Ce qui sera notre critère principal c’est le soucis d’une publication rare, par son nombre d’exemplaires, son contenu exceptionnel et ciblé, la singularité de l’édition (papier, maquette…), ou la qualité de ses intervenants – parmi lesquels, on le verra, se trouvent les grands artistes visuels de demain.
Chroniques de publications, interview d’artistes ou d’éditeurs, reportages… Zineland s’attachera à rendre compte de la vitalité de ce champ d’exploration de la photographie aujourd’hui.
Un demi, numéro 5
½ est un fanzine fait maison par quatre artistes visuelles éclatées entre Amsterdam, Berlin, Paris, Rennes et Vienne : Laure Boer, Anne-Pauline Mabire, Lucie Pindat et Chloé Thomas. Chaque numéro est tiré à 200 exemplaires numérotés, d’un format A5 qui compte une cinquantaine de pages.

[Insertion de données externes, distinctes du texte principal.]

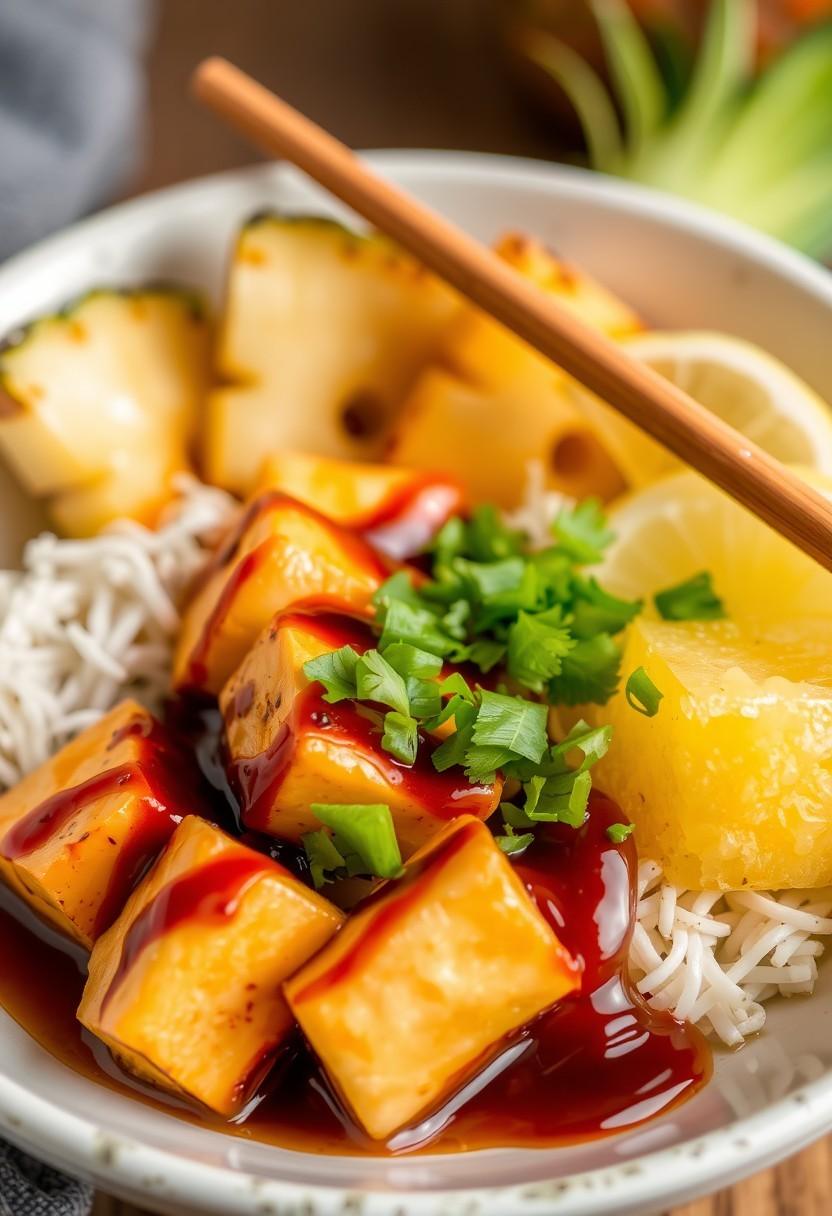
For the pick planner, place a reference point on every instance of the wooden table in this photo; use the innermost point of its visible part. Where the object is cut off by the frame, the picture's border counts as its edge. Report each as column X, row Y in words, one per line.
column 386, row 73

On pourrait résumer tout l’enjeu des petits recueils et fanzines d’images à la recherche du juste équilibre entre un format léger qui permette une publication sans trop de moyens et la singularité du format, qui fait sa densité ; le risque serait en effet de disparaitre, vite oublié, dans la masse des fanzines à petit tirage.

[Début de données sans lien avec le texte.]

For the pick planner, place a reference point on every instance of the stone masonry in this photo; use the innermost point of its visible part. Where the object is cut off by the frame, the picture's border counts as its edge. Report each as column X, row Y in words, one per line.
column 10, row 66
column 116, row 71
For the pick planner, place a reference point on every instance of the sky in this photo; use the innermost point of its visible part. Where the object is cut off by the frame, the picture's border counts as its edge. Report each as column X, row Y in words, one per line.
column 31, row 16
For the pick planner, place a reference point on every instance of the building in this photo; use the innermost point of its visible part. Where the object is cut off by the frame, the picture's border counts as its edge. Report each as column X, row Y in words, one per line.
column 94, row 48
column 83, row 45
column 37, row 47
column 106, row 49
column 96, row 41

Un demi remplit parfaitement cet objectif ; dès les images sauvages et crayonnées de sa couverture amidonnée s’établit un contact riche qui promet de laisser une trace. A l’intérieur, un mystère qu’on aurait tort de vouloir trop éclaircir ; des images peintes ou photographiées de textures et de décors naturels. Des scènes sous-marines et des cristaux, puis des blocs montagneux en photo d’un côté, en esquisse de l’autre.

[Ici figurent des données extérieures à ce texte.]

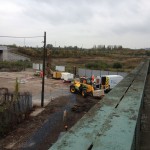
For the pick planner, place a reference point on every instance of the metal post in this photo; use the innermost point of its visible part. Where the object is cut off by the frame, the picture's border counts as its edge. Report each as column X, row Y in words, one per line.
column 44, row 53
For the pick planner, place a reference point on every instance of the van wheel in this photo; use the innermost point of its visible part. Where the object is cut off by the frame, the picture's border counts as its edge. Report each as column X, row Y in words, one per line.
column 72, row 89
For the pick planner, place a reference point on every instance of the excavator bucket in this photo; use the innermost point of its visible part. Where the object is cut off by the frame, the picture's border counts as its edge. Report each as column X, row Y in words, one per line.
column 98, row 93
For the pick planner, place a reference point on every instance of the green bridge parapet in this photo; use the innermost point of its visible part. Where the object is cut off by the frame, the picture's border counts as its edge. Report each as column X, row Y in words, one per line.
column 114, row 122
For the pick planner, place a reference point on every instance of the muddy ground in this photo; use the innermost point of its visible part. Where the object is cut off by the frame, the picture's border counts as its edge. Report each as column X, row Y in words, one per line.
column 57, row 99
column 24, row 131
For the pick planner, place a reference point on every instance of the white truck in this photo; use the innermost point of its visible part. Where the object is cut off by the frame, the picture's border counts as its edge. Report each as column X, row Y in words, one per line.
column 110, row 81
column 67, row 77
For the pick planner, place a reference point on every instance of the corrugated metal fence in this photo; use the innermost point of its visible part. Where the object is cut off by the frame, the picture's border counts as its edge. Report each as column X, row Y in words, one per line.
column 89, row 73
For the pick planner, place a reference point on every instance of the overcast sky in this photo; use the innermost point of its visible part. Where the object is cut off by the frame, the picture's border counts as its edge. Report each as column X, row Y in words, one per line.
column 81, row 23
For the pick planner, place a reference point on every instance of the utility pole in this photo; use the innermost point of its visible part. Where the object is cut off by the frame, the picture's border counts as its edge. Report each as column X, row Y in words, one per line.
column 43, row 78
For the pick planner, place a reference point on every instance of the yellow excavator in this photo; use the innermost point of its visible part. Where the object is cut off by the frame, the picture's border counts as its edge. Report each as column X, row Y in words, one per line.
column 85, row 87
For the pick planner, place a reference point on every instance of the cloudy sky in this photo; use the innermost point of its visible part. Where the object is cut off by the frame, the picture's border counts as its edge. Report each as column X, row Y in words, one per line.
column 81, row 23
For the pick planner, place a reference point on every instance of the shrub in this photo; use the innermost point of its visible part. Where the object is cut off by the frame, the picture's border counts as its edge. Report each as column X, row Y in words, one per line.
column 117, row 65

Peu d’êtres humains, mais l’impression d’assister à une collecte, minutieuse et sur papier velouté, d’indices quant aux secrets de la matière du monde. Un extrait des Clochards Celestes de Jack Kerouac (1958) présenté dans un mini-livret puis des images rassemblées dans une petite enveloppe confirment cette impression de correspondance du lecteur de ce numéro d’Un demi avec l’esprit en éveil de ses auteurs. Les photographies présentées, d’esthétique contemporaine, jamais de même taille au long du fanzine, créent l’étonnement à chaque page grâce aux choix de maquette ; on passe du noir et blanc à la couleur et de la nature morte à l’image d’archive dans un flux ininterrompu de ruptures et de tranquilles évidences, toujours liées à un rapport organique au monde, mais sans que jamais l’écrit ne vienne l’expliquer.
La force d’Un demi vient sans doute du caractère intégré de sa fabrication, de la conception à la publication, entre les quatres artistes qui en sont les auteurs. On s’y arrête longtemps, le garde en tête et ne le referme qu’à regret dans l’espoir de bientôt mettre la main sur l’autre demi.
Antoine Soubrier
Un demi
25 euros.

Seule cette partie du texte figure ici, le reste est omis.